How about calling the parent?! What a novel idea!

Those of you who support children being terrorized by being arrested, fingerprinted DNAd and thrown in a cell for being kids and doing things we all did: throw tantrums, steal candy, hit friends, climb trees – you need to take a good look at yourself. This is not at all acceptable behavior by any means. We are terrorizing our kids for our failures. We are the protectors and teachers of these children. We are adopting a zero tolerance rule with our children and are destroying them before they even have a chance to have a life. Shame on us. Shame on you for supporting such actions. They have no place in a civilized society.

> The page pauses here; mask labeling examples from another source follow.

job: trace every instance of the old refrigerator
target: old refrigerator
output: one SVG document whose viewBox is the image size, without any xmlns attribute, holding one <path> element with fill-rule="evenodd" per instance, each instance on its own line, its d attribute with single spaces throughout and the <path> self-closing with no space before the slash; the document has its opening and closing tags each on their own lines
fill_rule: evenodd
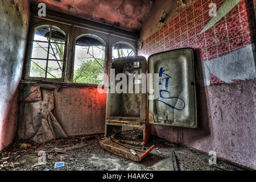
<svg viewBox="0 0 256 182">
<path fill-rule="evenodd" d="M 143 130 L 145 144 L 150 139 L 151 125 L 196 129 L 195 57 L 193 49 L 187 48 L 156 53 L 148 61 L 143 56 L 111 61 L 105 136 L 121 133 L 123 126 L 135 127 Z M 117 77 L 110 77 L 111 72 Z M 118 73 L 125 74 L 127 79 L 120 78 Z M 129 75 L 133 75 L 136 76 L 129 85 Z M 126 81 L 127 86 L 120 86 L 121 81 Z M 155 85 L 158 92 L 154 96 L 148 92 Z M 127 93 L 119 93 L 117 88 L 126 89 Z"/>
</svg>

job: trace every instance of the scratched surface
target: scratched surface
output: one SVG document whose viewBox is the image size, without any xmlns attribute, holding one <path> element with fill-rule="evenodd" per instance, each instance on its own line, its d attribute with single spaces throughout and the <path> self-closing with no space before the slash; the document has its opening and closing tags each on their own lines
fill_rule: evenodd
<svg viewBox="0 0 256 182">
<path fill-rule="evenodd" d="M 151 73 L 159 75 L 159 94 L 149 100 L 149 122 L 196 127 L 193 52 L 175 50 L 149 58 Z"/>
</svg>

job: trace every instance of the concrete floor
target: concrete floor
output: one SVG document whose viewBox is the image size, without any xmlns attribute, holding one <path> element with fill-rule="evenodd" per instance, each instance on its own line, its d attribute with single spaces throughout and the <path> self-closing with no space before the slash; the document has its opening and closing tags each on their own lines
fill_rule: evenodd
<svg viewBox="0 0 256 182">
<path fill-rule="evenodd" d="M 103 135 L 98 136 L 102 137 Z M 174 151 L 180 171 L 238 170 L 238 168 L 218 161 L 210 166 L 208 156 L 190 148 L 152 137 L 146 147 L 155 148 L 140 163 L 121 158 L 102 148 L 95 136 L 79 136 L 62 139 L 57 148 L 84 143 L 83 147 L 63 153 L 46 152 L 46 164 L 39 165 L 39 151 L 49 151 L 55 141 L 38 144 L 29 141 L 17 141 L 0 154 L 1 171 L 174 171 L 172 150 Z M 41 158 L 42 159 L 42 158 Z M 64 166 L 55 168 L 55 162 L 64 162 Z"/>
</svg>

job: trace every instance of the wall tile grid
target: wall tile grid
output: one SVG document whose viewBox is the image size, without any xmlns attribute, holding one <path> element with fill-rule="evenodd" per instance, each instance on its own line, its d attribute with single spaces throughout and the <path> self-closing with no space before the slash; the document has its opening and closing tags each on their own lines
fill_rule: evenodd
<svg viewBox="0 0 256 182">
<path fill-rule="evenodd" d="M 144 40 L 139 55 L 148 57 L 165 51 L 192 47 L 199 50 L 204 61 L 209 61 L 250 44 L 251 32 L 248 20 L 255 17 L 253 17 L 254 11 L 250 11 L 246 6 L 253 9 L 254 5 L 253 1 L 248 1 L 246 6 L 245 1 L 241 1 L 213 27 L 201 34 L 212 18 L 209 15 L 209 4 L 215 3 L 218 9 L 223 0 L 197 1 Z M 226 84 L 213 74 L 210 82 L 210 85 Z"/>
</svg>

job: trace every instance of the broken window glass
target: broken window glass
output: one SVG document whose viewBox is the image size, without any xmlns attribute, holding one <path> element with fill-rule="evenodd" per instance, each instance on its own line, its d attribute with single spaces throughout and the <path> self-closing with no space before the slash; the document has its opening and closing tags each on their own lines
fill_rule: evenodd
<svg viewBox="0 0 256 182">
<path fill-rule="evenodd" d="M 40 26 L 35 28 L 29 76 L 60 79 L 63 77 L 65 34 L 60 28 Z"/>
<path fill-rule="evenodd" d="M 92 35 L 76 41 L 73 82 L 104 84 L 105 46 L 100 38 Z"/>
<path fill-rule="evenodd" d="M 112 48 L 112 59 L 135 56 L 134 48 L 126 43 L 117 43 Z"/>
</svg>

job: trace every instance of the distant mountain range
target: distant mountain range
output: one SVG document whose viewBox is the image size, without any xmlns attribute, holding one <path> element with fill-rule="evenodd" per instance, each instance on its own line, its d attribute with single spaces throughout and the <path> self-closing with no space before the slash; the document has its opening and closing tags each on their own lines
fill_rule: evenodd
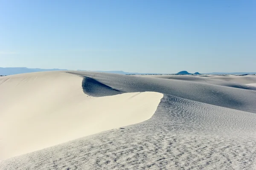
<svg viewBox="0 0 256 170">
<path fill-rule="evenodd" d="M 23 73 L 33 73 L 35 72 L 46 71 L 68 71 L 67 69 L 60 69 L 58 68 L 54 69 L 41 69 L 41 68 L 29 68 L 26 67 L 12 67 L 12 68 L 2 68 L 0 67 L 0 75 L 9 75 L 12 74 L 20 74 Z M 86 71 L 86 70 L 78 70 L 78 71 Z M 103 73 L 115 73 L 121 74 L 160 74 L 160 73 L 130 73 L 123 71 L 93 71 Z M 256 72 L 235 72 L 235 73 L 219 73 L 213 72 L 210 73 L 204 73 L 200 74 L 198 72 L 196 72 L 194 74 L 189 73 L 187 71 L 182 71 L 177 74 L 172 74 L 180 75 L 200 75 L 200 74 L 256 74 Z"/>
</svg>

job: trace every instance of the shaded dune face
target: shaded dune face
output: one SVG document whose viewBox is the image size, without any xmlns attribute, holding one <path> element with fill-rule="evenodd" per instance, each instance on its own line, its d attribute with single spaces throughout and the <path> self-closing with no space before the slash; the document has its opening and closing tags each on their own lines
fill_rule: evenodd
<svg viewBox="0 0 256 170">
<path fill-rule="evenodd" d="M 163 97 L 63 72 L 1 78 L 0 94 L 0 159 L 144 121 Z"/>
<path fill-rule="evenodd" d="M 250 85 L 210 79 L 211 76 L 206 79 L 183 76 L 186 80 L 178 80 L 68 73 L 80 76 L 77 82 L 81 89 L 75 98 L 82 97 L 82 100 L 87 101 L 79 99 L 80 104 L 72 107 L 77 109 L 72 111 L 74 117 L 78 116 L 75 113 L 92 105 L 98 110 L 91 115 L 103 121 L 117 106 L 121 108 L 116 112 L 122 114 L 132 111 L 130 106 L 135 104 L 137 108 L 145 109 L 155 105 L 157 109 L 150 109 L 153 116 L 147 115 L 122 128 L 111 127 L 108 130 L 1 161 L 0 170 L 256 169 L 256 92 L 244 88 Z M 141 92 L 145 91 L 154 92 Z M 125 106 L 123 102 L 129 105 Z M 103 104 L 109 111 L 97 114 Z M 131 119 L 138 120 L 141 113 L 148 111 L 138 110 L 130 115 Z M 120 122 L 123 117 L 113 121 L 119 115 L 112 114 L 109 120 L 112 121 L 107 124 Z M 69 121 L 73 119 L 69 117 Z M 97 120 L 87 123 L 96 124 L 96 128 Z M 82 129 L 85 125 L 82 123 L 72 133 L 85 131 Z"/>
<path fill-rule="evenodd" d="M 86 76 L 83 79 L 82 88 L 85 94 L 95 97 L 113 96 L 125 93 Z"/>
<path fill-rule="evenodd" d="M 90 83 L 95 83 L 94 85 L 90 86 L 95 88 L 96 90 L 93 93 L 91 93 L 91 89 L 84 85 L 85 88 L 84 88 L 84 92 L 90 93 L 92 96 L 105 96 L 106 93 L 108 93 L 108 95 L 113 95 L 117 93 L 154 91 L 211 105 L 256 113 L 256 105 L 254 99 L 256 91 L 243 89 L 243 87 L 246 86 L 245 85 L 243 86 L 237 85 L 237 88 L 234 88 L 209 84 L 210 82 L 208 84 L 205 84 L 145 76 L 78 71 L 70 73 L 81 76 L 85 79 L 88 77 L 93 79 L 93 80 L 92 79 L 90 80 Z M 226 83 L 226 82 L 224 83 Z M 102 87 L 102 84 L 105 87 L 109 87 L 108 89 L 113 90 L 108 90 L 106 92 L 102 91 L 107 90 L 106 88 L 101 89 L 100 87 Z"/>
</svg>

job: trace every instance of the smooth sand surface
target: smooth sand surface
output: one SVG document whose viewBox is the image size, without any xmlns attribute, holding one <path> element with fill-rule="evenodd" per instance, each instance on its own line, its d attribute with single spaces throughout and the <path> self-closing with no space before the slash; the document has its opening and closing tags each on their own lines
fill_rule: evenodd
<svg viewBox="0 0 256 170">
<path fill-rule="evenodd" d="M 145 91 L 163 96 L 147 120 L 0 161 L 0 169 L 256 169 L 256 91 L 247 85 L 254 75 L 70 74 L 81 77 L 95 100 Z"/>
<path fill-rule="evenodd" d="M 247 84 L 247 85 L 250 85 L 250 86 L 252 86 L 256 87 L 256 83 Z"/>
<path fill-rule="evenodd" d="M 163 97 L 156 92 L 89 96 L 82 79 L 61 72 L 1 78 L 1 159 L 147 120 Z"/>
</svg>

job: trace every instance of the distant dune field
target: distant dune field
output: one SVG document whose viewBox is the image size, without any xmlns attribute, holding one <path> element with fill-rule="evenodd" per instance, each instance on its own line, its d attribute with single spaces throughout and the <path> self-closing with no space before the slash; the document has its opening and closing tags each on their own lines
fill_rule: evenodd
<svg viewBox="0 0 256 170">
<path fill-rule="evenodd" d="M 256 169 L 256 75 L 0 77 L 0 169 Z"/>
</svg>

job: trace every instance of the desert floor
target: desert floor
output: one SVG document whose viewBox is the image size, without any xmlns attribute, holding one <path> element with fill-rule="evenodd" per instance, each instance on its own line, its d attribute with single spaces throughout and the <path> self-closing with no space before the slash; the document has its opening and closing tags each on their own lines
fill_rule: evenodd
<svg viewBox="0 0 256 170">
<path fill-rule="evenodd" d="M 256 169 L 256 75 L 0 77 L 1 170 Z"/>
</svg>

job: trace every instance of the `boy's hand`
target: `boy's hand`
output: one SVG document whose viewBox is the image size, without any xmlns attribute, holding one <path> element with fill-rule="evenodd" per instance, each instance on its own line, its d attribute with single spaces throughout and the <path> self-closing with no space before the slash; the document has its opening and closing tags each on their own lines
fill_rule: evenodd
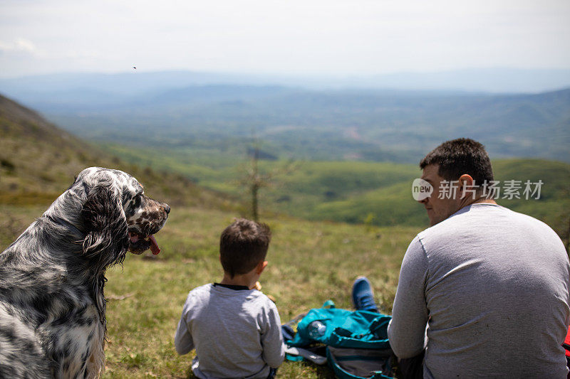
<svg viewBox="0 0 570 379">
<path fill-rule="evenodd" d="M 255 282 L 255 285 L 254 286 L 254 288 L 256 289 L 258 291 L 261 291 L 261 284 L 259 283 L 259 282 Z M 275 298 L 273 297 L 271 295 L 266 294 L 266 296 L 269 298 L 269 300 L 271 300 L 274 303 L 275 302 Z"/>
</svg>

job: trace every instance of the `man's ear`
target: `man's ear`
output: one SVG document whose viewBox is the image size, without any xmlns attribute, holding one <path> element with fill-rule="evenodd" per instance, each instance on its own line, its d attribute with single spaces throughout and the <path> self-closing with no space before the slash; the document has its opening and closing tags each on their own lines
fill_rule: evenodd
<svg viewBox="0 0 570 379">
<path fill-rule="evenodd" d="M 264 261 L 262 261 L 262 262 L 260 262 L 259 263 L 258 263 L 257 266 L 255 267 L 256 273 L 258 275 L 261 274 L 261 272 L 263 272 L 263 270 L 265 269 L 265 267 L 267 267 L 267 264 L 269 262 L 266 260 L 264 260 Z"/>
<path fill-rule="evenodd" d="M 459 177 L 458 190 L 460 191 L 460 198 L 463 198 L 467 196 L 466 189 L 473 188 L 473 178 L 468 174 L 464 174 Z"/>
</svg>

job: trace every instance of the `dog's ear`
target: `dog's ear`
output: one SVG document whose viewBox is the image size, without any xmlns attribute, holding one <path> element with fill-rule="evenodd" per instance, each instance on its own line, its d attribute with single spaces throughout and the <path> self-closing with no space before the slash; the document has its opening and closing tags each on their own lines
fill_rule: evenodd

Tammy May 10, 2007 2:57 PM

“you know what, when i was six, i had respect for my elders. i didn’t throw huge tantrums, pull teachers hair or kick and flail at adults.

the only people trained to handle this situation are the cops. they train in non-lethal tactics and are required to keep their emotions in check. teachers, counsilors and principals don’t have the same power or control.

i feel bad for the other kids in the class who are trying to be good, respectful and attentive but can’t because some stupid little brat won’t stfu and deal with her problems in a mature way (as mature as a six year old can be…).

come back to me when they arrest someone who isn’t old enough to speak yet…”

This is by far the most IGNORANT thing I’ve read in a long time.

Why don’t you step off your soap box and come back down to reality, you perfect little child.

A six year old can throw a trantrum for no reason. If you say you never threw a tantrum, I sure your parents will tell otherwise. Even the most perfectly behaved of us have our moments – especially at age SIX!

Cindy October 13, 2007 4:37 PM

Parents let kids get away with a lot of stuff know days, and thats why the kids are acting like animals, and always getting away with stuff. They could probably get away with muder if they could.